Little evidence supports the new recommendations for clinical screening for drug use. Do the potential benefits outweigh the potential harms?
In the June 9 issue of JAMA, the U.S. Preventive Services Task Force (USPSTF) recommends that clinicians screen for unhealthy drug use (that is, any use of drugs that are illegal or medications not used for medical purposes) for all adult patients, but admits that there is still little evidence weighing the benefits and risks of this practice.
Screening for unhealthy drug use “is reasonable to consider in clinical practice, but it is not evidence-based for improving health,” writes Dr. Richard Saitz, professor and chair of community health sciences at the Boston University School of Public Health (BUSPH), in an accompanying editorial.
“A service that likely has substantial harms for some, and small benefit for few under the most generous assumptions should be held to the same standards as other preventive services, regardless of whether it is a laboratory test that leads to an invasive treatment or a series of questions that lead to counseling and referral,” writes Saitz, who is also professor of medicine at the Boston University School of Medicine, and a physician in the Clinical Addiction Research and Education Unit and the Grayken Center for Addiction at Boston Medical Center.

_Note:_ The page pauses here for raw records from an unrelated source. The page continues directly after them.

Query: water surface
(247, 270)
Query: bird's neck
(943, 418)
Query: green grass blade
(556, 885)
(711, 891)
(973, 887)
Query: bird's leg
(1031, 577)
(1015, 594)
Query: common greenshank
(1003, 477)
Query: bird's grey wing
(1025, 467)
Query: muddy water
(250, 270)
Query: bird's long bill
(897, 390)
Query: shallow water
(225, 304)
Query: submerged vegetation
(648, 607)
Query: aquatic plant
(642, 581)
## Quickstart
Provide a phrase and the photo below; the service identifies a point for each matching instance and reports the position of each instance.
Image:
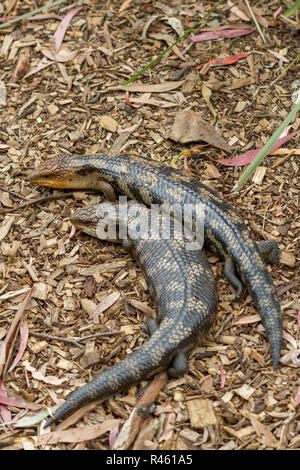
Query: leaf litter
(57, 110)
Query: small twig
(57, 338)
(153, 62)
(97, 335)
(30, 13)
(255, 21)
(12, 193)
(52, 197)
(283, 159)
(76, 340)
(285, 70)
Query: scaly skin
(151, 182)
(184, 291)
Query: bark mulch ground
(73, 102)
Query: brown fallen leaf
(189, 127)
(22, 65)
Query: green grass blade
(140, 72)
(266, 148)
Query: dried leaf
(61, 30)
(124, 6)
(248, 319)
(188, 127)
(84, 433)
(5, 227)
(233, 33)
(206, 93)
(246, 158)
(41, 65)
(3, 93)
(4, 411)
(221, 61)
(24, 332)
(22, 65)
(49, 379)
(201, 413)
(175, 24)
(108, 123)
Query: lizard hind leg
(178, 365)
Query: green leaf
(292, 9)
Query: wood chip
(201, 413)
(245, 391)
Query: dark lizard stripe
(149, 182)
(184, 291)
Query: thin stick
(283, 159)
(255, 21)
(52, 197)
(30, 13)
(12, 193)
(285, 70)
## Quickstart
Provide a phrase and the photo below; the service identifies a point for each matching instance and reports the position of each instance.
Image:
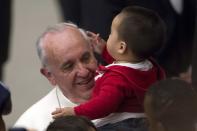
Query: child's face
(113, 41)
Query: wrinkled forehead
(66, 42)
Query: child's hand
(60, 112)
(97, 42)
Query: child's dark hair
(173, 102)
(71, 123)
(143, 31)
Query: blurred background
(29, 19)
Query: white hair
(54, 29)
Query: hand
(60, 112)
(96, 41)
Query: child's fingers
(58, 110)
(57, 115)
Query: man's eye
(67, 67)
(86, 57)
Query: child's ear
(122, 47)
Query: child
(71, 123)
(136, 34)
(171, 105)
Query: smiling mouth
(85, 81)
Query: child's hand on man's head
(60, 112)
(96, 41)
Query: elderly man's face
(71, 64)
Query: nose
(82, 70)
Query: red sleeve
(108, 100)
(106, 56)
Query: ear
(122, 47)
(48, 75)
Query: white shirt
(38, 116)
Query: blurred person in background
(171, 105)
(179, 16)
(5, 25)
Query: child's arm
(99, 46)
(60, 112)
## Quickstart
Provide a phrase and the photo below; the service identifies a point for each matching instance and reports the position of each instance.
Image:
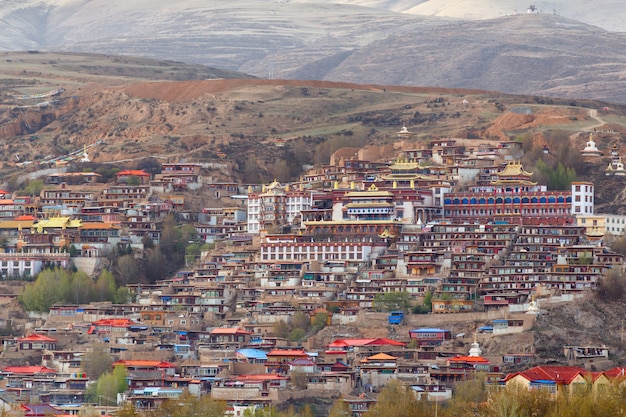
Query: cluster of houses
(464, 229)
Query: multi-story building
(276, 206)
(515, 199)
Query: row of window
(508, 200)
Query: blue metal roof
(252, 353)
(427, 330)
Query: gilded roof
(514, 169)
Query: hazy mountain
(403, 42)
(607, 14)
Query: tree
(50, 287)
(398, 300)
(301, 320)
(133, 180)
(33, 188)
(96, 362)
(106, 389)
(105, 287)
(147, 242)
(81, 288)
(398, 400)
(156, 265)
(299, 379)
(189, 406)
(280, 329)
(120, 373)
(612, 286)
(123, 296)
(297, 335)
(340, 408)
(150, 165)
(128, 268)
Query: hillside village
(334, 284)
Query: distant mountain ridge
(388, 42)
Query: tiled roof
(145, 363)
(229, 330)
(99, 226)
(381, 357)
(29, 370)
(559, 374)
(287, 352)
(135, 172)
(381, 341)
(36, 338)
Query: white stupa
(475, 350)
(590, 148)
(404, 132)
(85, 157)
(533, 307)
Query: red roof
(25, 217)
(381, 341)
(287, 352)
(36, 338)
(134, 172)
(29, 370)
(469, 359)
(230, 330)
(114, 322)
(260, 377)
(145, 364)
(615, 372)
(558, 374)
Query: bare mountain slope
(384, 43)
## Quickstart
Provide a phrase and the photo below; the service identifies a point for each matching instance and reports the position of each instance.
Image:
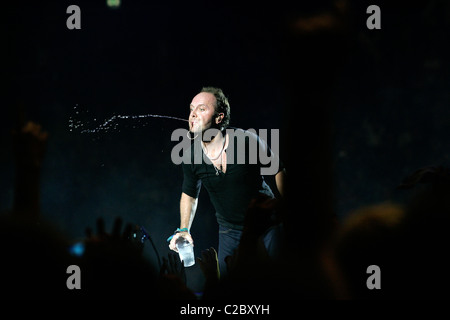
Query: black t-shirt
(230, 192)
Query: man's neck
(216, 141)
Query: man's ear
(219, 118)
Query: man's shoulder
(238, 132)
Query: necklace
(220, 153)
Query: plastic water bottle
(186, 251)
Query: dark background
(388, 101)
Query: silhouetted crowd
(406, 242)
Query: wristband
(176, 231)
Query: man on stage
(230, 182)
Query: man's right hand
(185, 235)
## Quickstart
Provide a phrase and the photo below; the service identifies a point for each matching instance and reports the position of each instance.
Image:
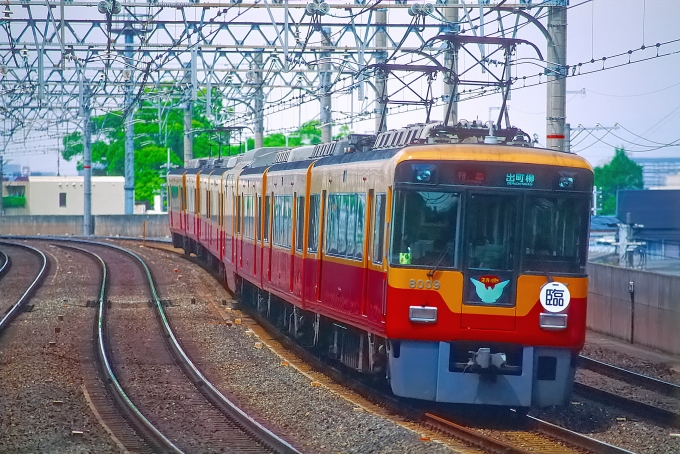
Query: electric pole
(380, 57)
(259, 100)
(129, 124)
(557, 77)
(451, 60)
(87, 161)
(325, 82)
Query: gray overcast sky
(643, 97)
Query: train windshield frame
(509, 231)
(425, 228)
(555, 231)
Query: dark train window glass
(174, 198)
(238, 214)
(378, 228)
(491, 231)
(267, 211)
(360, 214)
(425, 226)
(283, 220)
(300, 223)
(215, 201)
(345, 225)
(249, 216)
(259, 219)
(554, 234)
(313, 232)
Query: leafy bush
(14, 202)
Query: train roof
(472, 141)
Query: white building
(64, 195)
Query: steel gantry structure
(63, 61)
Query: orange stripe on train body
(491, 153)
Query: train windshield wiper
(439, 261)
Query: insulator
(103, 6)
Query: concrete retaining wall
(104, 225)
(654, 304)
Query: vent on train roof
(282, 156)
(324, 149)
(462, 132)
(350, 144)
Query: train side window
(248, 216)
(215, 209)
(360, 226)
(174, 197)
(332, 211)
(267, 211)
(313, 232)
(379, 228)
(259, 219)
(300, 223)
(283, 220)
(345, 225)
(238, 214)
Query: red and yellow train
(449, 260)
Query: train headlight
(423, 173)
(553, 321)
(566, 183)
(422, 314)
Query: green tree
(151, 142)
(620, 173)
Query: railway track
(217, 423)
(658, 405)
(5, 263)
(17, 288)
(526, 434)
(125, 422)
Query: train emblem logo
(555, 297)
(489, 288)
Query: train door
(312, 260)
(491, 251)
(257, 262)
(268, 235)
(367, 244)
(298, 252)
(322, 232)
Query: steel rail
(6, 263)
(147, 429)
(630, 377)
(14, 310)
(656, 414)
(574, 438)
(248, 424)
(473, 437)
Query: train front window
(491, 231)
(425, 228)
(554, 234)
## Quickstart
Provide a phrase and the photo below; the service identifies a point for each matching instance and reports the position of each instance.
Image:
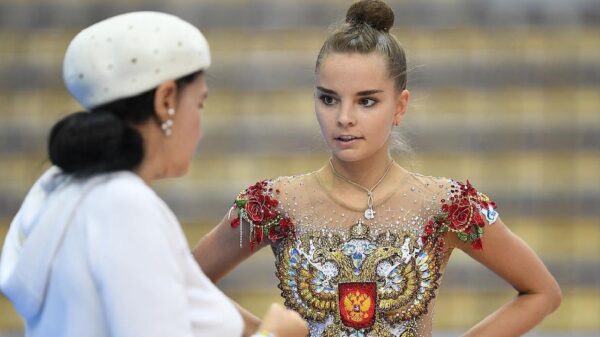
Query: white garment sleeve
(135, 258)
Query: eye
(367, 102)
(328, 100)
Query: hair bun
(374, 13)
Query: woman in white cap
(93, 251)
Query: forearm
(516, 317)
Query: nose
(345, 116)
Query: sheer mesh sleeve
(464, 212)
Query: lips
(347, 138)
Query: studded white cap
(129, 54)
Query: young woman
(93, 250)
(361, 244)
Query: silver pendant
(369, 214)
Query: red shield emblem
(357, 303)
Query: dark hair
(104, 140)
(366, 30)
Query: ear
(165, 98)
(402, 99)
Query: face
(357, 104)
(187, 129)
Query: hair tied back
(374, 13)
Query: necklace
(369, 212)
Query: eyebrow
(360, 93)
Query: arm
(509, 257)
(219, 252)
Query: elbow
(554, 297)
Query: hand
(282, 322)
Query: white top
(106, 257)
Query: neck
(151, 167)
(366, 173)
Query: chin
(348, 155)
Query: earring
(167, 126)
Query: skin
(354, 95)
(171, 157)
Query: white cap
(129, 54)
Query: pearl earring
(167, 126)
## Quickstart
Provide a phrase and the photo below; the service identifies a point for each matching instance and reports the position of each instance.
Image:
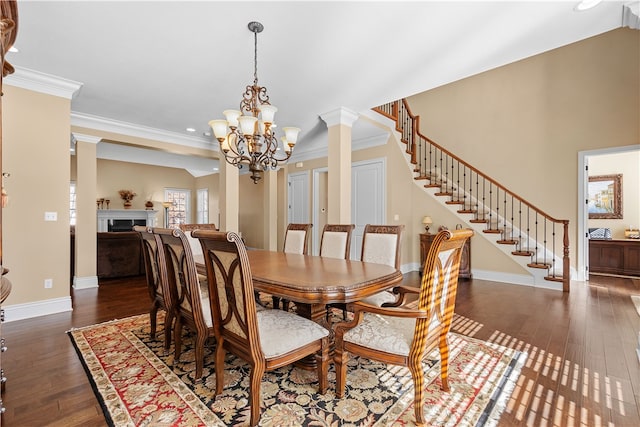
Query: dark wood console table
(615, 256)
(426, 240)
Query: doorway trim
(583, 220)
(316, 206)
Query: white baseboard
(35, 309)
(85, 282)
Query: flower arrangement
(127, 195)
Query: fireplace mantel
(105, 216)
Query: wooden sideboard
(465, 262)
(615, 256)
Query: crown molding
(356, 144)
(130, 129)
(92, 139)
(43, 83)
(340, 116)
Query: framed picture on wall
(605, 197)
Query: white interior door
(367, 199)
(298, 198)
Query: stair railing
(532, 232)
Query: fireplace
(115, 220)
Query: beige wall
(36, 129)
(627, 164)
(523, 124)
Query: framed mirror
(605, 197)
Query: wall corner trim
(38, 308)
(85, 282)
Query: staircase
(530, 236)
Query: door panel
(368, 200)
(299, 198)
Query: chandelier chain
(255, 58)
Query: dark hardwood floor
(581, 370)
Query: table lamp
(427, 222)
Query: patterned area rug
(139, 385)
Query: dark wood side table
(426, 240)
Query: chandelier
(247, 136)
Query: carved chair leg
(340, 360)
(322, 360)
(254, 391)
(415, 366)
(200, 341)
(177, 336)
(220, 353)
(168, 325)
(153, 314)
(444, 362)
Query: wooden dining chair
(161, 298)
(336, 240)
(296, 241)
(193, 307)
(403, 335)
(336, 243)
(267, 339)
(381, 244)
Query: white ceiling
(166, 65)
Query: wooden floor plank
(582, 368)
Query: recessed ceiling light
(587, 4)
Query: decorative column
(229, 196)
(339, 123)
(85, 274)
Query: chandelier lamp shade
(247, 136)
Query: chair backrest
(152, 266)
(440, 279)
(182, 277)
(231, 287)
(196, 249)
(381, 244)
(336, 240)
(296, 238)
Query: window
(72, 203)
(203, 206)
(179, 211)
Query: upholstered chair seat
(266, 338)
(296, 241)
(282, 332)
(405, 334)
(381, 245)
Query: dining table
(312, 282)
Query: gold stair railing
(532, 232)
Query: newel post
(566, 268)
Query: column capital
(340, 116)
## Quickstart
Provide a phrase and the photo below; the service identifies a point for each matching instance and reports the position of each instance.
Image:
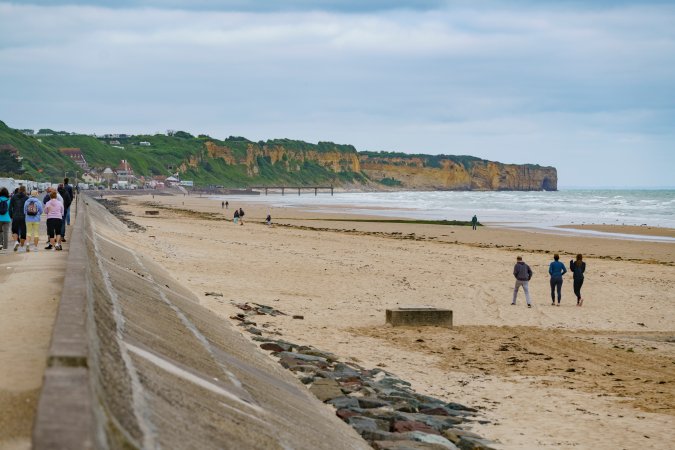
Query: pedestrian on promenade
(67, 200)
(54, 210)
(46, 199)
(33, 210)
(523, 275)
(556, 269)
(18, 217)
(5, 220)
(578, 268)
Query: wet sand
(600, 376)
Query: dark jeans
(53, 227)
(556, 284)
(578, 282)
(64, 219)
(19, 228)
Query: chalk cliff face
(336, 160)
(457, 173)
(378, 170)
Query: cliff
(444, 172)
(239, 162)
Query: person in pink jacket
(54, 211)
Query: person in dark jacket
(578, 268)
(5, 220)
(18, 217)
(69, 190)
(67, 200)
(523, 274)
(556, 269)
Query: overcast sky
(589, 90)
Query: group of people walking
(523, 274)
(21, 214)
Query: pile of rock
(380, 406)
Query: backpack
(32, 209)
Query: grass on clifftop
(463, 223)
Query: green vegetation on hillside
(429, 160)
(40, 161)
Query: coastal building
(91, 178)
(10, 159)
(170, 181)
(76, 155)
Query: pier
(299, 188)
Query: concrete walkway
(30, 289)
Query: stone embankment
(136, 362)
(382, 408)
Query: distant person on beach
(54, 210)
(5, 220)
(18, 217)
(69, 190)
(578, 268)
(67, 200)
(33, 210)
(523, 274)
(556, 269)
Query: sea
(511, 209)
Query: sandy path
(341, 282)
(31, 289)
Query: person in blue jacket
(556, 269)
(5, 220)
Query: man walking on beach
(18, 217)
(523, 274)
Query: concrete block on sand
(419, 316)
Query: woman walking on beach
(523, 274)
(556, 269)
(33, 211)
(54, 210)
(5, 220)
(578, 268)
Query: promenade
(130, 359)
(30, 289)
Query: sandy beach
(600, 376)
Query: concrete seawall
(136, 362)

In the editorial, Saitz points out that the USPSTF did not hold drug screening to the same standards to which it usually holds other preventive services it evaluates. Instead, he writes, the Task Force included studies of people who were seeking help for their drug use. Usually, evidence for preventive services comes from people who are asymptomatic and not seeking help, because interventions differ in terms of their effectiveness depending on whether people are seeking help or not. In the case of drug use, those seeking help are likely to be more amendable to changing their use than are people who are not seeking to change—and may not even think their use is risky. The only evidence the Task Force found for efficacy of drug screening, Saitz notes, was in people seeking help for cannabis use. There was no benefit for other drugs, such as opioids or stimulants, nor were there any effects on any health outcomes.
Saitz writes that screening is “not unreasonable” for clinicians, mainly because knowledge of a patient’s drug use is valuable and sometimes vital to understanding a patient’s health needs. Making screening standard practice could also help reduce stigma by demonstrating that drug use is a health issue, and might encourage patients to talk to their health care providers about their drug use and even seek treatment through them, he writes.
However, Saitz also points out that screening comes with risks, particularly during pregnancy: 23 states and the District of Columbia consider drug use to be child abuse, three states consider drug use grounds for civil commitment, Alabama considers drug use to be chemical endangerment of a child, and South Carolina considers drug use to be criminal child abuse. Drug counseling delivered poorly also poses risks, he writes, and having drug use on a patient’s medical record could expose them to stigma in their health care.
“These observations should serve as an important call for the development and study of new strategies to identify and address drug use in ways that can reduce related harms,” Saitz writes.